1. Field of the Invention
This invention relates to a data transferring method for transferring data detected by a plurality of sensors to a detected data receiver. In particular, this method is applied where a plurality of sensors are connected to a bus connection type serial communication network, and achieves efficient transfer of data detected by these sensors to a detected data receiver.
2. Description of the Prior Art
FIG. 6 is a diagram showing the structure of a device for controlling the position of a movable table. This structure is commonly applied to the devices employing a conventional data transferring method (described later) and the data transferring method of the present invention.

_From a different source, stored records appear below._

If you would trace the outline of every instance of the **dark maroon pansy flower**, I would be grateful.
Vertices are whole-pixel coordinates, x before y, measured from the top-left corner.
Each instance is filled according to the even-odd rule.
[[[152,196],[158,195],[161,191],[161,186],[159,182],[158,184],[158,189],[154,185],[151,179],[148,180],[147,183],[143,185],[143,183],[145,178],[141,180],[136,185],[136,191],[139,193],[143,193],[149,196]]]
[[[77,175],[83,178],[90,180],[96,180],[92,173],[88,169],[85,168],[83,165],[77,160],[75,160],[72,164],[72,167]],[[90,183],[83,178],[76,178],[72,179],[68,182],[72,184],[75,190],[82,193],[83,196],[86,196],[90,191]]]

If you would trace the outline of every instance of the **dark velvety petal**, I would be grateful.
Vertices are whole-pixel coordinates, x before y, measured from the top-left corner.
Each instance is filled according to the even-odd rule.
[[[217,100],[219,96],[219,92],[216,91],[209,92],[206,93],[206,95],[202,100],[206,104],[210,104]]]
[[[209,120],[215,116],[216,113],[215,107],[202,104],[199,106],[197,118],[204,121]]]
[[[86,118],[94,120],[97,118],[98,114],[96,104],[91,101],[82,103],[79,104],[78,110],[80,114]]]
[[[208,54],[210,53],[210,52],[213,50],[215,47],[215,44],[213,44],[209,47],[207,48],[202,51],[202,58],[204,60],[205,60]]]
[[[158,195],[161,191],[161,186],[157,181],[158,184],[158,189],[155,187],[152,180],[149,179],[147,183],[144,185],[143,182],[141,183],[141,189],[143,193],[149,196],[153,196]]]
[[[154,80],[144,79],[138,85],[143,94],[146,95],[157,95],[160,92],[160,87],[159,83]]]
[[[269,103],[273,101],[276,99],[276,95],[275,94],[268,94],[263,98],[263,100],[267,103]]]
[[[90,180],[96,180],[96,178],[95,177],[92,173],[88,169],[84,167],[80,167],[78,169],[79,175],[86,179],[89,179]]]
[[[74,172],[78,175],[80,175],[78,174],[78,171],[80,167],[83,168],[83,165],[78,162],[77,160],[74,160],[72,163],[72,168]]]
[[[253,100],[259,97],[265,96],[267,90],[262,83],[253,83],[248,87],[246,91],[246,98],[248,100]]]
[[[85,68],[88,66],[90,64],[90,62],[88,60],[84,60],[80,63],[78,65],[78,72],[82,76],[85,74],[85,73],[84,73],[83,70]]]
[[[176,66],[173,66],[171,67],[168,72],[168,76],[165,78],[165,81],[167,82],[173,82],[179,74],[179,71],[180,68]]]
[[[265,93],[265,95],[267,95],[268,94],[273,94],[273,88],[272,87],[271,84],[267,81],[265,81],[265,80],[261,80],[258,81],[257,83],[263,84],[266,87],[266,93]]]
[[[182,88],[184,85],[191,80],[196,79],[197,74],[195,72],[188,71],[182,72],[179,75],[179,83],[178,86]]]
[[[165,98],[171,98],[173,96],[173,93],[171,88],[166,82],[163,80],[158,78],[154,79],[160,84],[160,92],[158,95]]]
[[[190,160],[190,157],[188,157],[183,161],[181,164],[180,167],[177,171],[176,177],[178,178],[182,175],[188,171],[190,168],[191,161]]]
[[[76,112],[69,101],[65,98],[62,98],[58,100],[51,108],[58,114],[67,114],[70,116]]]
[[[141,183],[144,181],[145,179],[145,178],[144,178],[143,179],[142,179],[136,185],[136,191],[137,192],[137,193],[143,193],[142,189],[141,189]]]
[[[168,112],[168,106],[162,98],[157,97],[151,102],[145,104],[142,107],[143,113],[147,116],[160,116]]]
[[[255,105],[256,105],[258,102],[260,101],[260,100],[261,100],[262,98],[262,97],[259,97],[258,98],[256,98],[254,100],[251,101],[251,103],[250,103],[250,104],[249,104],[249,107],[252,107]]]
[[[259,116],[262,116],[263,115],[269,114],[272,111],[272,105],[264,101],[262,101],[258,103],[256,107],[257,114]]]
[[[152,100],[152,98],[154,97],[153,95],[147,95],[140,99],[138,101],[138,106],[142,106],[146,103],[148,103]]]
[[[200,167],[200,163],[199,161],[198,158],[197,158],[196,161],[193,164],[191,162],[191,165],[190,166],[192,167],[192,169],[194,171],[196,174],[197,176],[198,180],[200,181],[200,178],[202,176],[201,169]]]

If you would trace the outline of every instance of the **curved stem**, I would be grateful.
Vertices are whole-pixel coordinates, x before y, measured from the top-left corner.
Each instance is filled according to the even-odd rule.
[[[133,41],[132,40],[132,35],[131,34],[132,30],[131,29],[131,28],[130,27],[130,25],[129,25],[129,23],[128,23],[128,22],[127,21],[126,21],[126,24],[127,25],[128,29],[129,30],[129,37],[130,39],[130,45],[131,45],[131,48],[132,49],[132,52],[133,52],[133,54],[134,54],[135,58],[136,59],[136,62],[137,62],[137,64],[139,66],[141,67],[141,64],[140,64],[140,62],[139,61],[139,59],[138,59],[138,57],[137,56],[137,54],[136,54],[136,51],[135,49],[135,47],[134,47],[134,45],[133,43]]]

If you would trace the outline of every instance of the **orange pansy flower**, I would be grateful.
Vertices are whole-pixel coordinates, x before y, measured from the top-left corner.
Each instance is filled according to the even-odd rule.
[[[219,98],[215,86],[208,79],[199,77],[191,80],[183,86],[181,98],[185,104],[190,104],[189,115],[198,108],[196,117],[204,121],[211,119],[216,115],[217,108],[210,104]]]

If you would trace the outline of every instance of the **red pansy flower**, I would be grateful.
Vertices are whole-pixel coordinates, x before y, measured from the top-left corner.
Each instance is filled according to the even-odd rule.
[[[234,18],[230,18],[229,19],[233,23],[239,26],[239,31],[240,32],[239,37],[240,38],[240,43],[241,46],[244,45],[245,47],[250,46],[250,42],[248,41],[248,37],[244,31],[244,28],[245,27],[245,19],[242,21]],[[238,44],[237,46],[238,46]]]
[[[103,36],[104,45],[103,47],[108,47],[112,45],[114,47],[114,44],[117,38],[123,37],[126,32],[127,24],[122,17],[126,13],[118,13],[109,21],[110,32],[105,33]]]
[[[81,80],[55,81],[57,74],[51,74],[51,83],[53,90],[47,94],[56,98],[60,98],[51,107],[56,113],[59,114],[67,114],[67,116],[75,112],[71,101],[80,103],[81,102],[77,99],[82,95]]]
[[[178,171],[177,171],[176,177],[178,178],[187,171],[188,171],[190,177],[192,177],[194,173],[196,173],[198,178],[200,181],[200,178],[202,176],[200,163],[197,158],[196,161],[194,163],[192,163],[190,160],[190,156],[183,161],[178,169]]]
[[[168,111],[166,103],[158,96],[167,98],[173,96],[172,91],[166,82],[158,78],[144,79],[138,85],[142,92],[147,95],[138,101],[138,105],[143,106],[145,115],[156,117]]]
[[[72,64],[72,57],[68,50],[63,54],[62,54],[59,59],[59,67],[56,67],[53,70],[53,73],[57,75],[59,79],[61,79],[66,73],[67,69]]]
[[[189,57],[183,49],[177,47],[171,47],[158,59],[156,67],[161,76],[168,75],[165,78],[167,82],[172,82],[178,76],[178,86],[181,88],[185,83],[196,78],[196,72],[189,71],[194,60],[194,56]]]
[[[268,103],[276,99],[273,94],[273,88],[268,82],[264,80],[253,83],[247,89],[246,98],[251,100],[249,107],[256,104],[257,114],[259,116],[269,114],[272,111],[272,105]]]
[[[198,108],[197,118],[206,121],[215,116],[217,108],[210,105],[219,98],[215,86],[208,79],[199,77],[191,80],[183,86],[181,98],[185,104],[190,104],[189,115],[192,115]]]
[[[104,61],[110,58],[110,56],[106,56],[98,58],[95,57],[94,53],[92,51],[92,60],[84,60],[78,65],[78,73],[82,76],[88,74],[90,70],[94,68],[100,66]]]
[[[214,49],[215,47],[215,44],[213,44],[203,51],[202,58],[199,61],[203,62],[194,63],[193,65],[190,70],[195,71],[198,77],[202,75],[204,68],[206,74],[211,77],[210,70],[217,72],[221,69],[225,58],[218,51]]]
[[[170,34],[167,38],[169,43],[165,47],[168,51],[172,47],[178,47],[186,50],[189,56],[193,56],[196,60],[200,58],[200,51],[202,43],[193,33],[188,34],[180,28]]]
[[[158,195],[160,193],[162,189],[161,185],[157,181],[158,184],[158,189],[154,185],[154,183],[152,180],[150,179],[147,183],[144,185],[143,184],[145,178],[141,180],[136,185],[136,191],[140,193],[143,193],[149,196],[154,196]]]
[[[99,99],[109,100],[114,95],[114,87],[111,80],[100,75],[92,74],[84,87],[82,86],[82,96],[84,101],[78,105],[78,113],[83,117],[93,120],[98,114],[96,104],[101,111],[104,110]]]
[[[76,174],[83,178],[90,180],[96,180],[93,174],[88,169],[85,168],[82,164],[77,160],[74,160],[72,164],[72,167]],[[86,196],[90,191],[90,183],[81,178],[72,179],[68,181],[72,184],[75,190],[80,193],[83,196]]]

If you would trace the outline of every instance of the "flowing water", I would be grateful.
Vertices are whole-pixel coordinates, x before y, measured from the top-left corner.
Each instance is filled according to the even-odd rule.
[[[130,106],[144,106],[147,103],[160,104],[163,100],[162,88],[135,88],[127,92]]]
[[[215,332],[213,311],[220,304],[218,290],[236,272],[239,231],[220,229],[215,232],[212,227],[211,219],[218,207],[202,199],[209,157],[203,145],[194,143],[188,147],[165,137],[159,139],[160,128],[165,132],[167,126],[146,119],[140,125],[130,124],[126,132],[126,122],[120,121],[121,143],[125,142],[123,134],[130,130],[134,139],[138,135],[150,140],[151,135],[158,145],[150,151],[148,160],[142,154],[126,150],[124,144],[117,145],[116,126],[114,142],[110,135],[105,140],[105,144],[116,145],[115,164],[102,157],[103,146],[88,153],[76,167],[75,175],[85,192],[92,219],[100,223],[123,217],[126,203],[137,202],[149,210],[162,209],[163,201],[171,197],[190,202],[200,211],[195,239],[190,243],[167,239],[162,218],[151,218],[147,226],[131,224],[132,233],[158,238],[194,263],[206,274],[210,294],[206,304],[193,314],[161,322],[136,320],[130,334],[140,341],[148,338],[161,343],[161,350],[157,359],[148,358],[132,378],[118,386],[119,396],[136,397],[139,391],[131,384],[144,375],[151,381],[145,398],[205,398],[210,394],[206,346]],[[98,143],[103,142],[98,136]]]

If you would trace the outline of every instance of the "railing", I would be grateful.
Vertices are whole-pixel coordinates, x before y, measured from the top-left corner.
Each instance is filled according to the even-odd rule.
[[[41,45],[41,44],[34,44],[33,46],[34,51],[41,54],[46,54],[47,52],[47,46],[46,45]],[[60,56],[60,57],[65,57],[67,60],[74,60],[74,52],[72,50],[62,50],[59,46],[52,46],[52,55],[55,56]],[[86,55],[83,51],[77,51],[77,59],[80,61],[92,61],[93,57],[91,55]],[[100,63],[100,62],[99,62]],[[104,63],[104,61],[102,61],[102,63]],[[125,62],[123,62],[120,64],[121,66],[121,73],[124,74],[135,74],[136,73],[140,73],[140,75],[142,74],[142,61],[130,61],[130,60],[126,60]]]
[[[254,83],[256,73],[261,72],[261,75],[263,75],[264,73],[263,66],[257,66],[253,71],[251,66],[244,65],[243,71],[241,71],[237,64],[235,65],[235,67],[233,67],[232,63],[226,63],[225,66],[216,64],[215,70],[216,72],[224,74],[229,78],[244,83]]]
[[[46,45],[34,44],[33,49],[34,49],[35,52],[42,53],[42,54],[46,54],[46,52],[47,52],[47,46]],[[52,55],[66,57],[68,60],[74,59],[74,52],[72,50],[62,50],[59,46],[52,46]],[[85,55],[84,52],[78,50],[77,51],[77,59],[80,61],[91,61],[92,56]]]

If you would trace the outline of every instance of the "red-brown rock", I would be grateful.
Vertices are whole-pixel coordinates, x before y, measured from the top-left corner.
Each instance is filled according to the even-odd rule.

As shown in the drawing, a plurality of sensors are used in this structure so as to ensure accurate control of the position. For instance, a motor 5 is provided with a rotary encoder 1, which is a sensor for detecting the rotation position and speed of the rotor shaft 6 of the motor 5. The rotor shaft 6 is directly connected to a ball screw 7, so that the table is moved linearly due to the rotation of the ball screw 7. The linear movement of the table 8 is detected by another sensor, i.e., a linear encoder 2. For more accurate positional control, a temperature sensor 3 is provided. According to the temperature measured by this sensor 3, the expansion rate of the ball screw 7 is taken into consideration in the control. These sensors are all connected to a bus connection type serial communication network 9, so that detected data are transferred to a servo motor controller 4 via the serial communication network 9. The servo motor controller 4 controls the position of the table 8 based on the data detected by the above sensors. Conventionally, detected data transferring has been controlled by means of exchanging communication data as shown in the timing charts of FIG. 7 or 8, in which the time axis extends to the right.
In the method relating to the timing chart of FIG. 7, the servo motor controller 4 sequentially transmits detected data transfer request commands R1, R2, and R3 to the respective sensors for polling. That is, the servo motor controller 4 waits for the completion of detected data transferring by any one of the sensors before it transmits another transfer request command to the next sensor. With this arrangement, signal collision in the network is prevented. In this method of transmission, transfer request commands R1, R2, and R3 respectively addressing the rotor encoder 1, a linear encoder 2, and the temperature sensor 3 and detected data SD1, SD2, and SD3 respectively outputted by those sensors are sequentially and alternately transmitted via the serial communication network 9.
In the method relating to the timing chart shown in FIG. 8, all of the sensors are set beforehand with data on a required elapsed time from the receipt of a command RQ to the start of transferring detected data. In this event, elapsed times T1, T2, and T3 for respective sensors are determined different from one another and, moreover, they need to be somewhat long so as to secure sufficient time to prevent collision of transferring data in the network. In this method of transmission, when the servo motor controller 4 outputs one transfer request command RQ to the serial communication network 9, all of the sensors involved, i.e., the rotary encoder 1, the linear encoder 2, and the temperature sensor 3, detect this command RQ, and output, in this order, detected data SD1, SD2, and SD3 in time T1, T2, and T3, respectively.
The transferring method relating to FIG. 7 is advantageous in that the transfer procedure of detected data can be flexibly changed since transfer request commands are transmitted individually to the respective sensors. However, frequent transmission of such commands results in the problem of imposing a heavy load on a detected data receiver, or the servo motor controller 4. More seriously, a high occupancy rate of transfer request commands in a network causes a drop in the efficiency of transferring detected data.
The transferring method relating to FIG. 8, on the other hand, lacks flexibility because detected data must be transmitted from the respective sensors only in a predetermined order, although it can result in a reduced rate of transmission of transfer request commands. Still more seriously, since a preset time for each sensor is defined as a rather long time in order to prevent data collision in the network, transmission efficiency cannot be improved as much as would be expected, in spite of reduced number of command transmissions.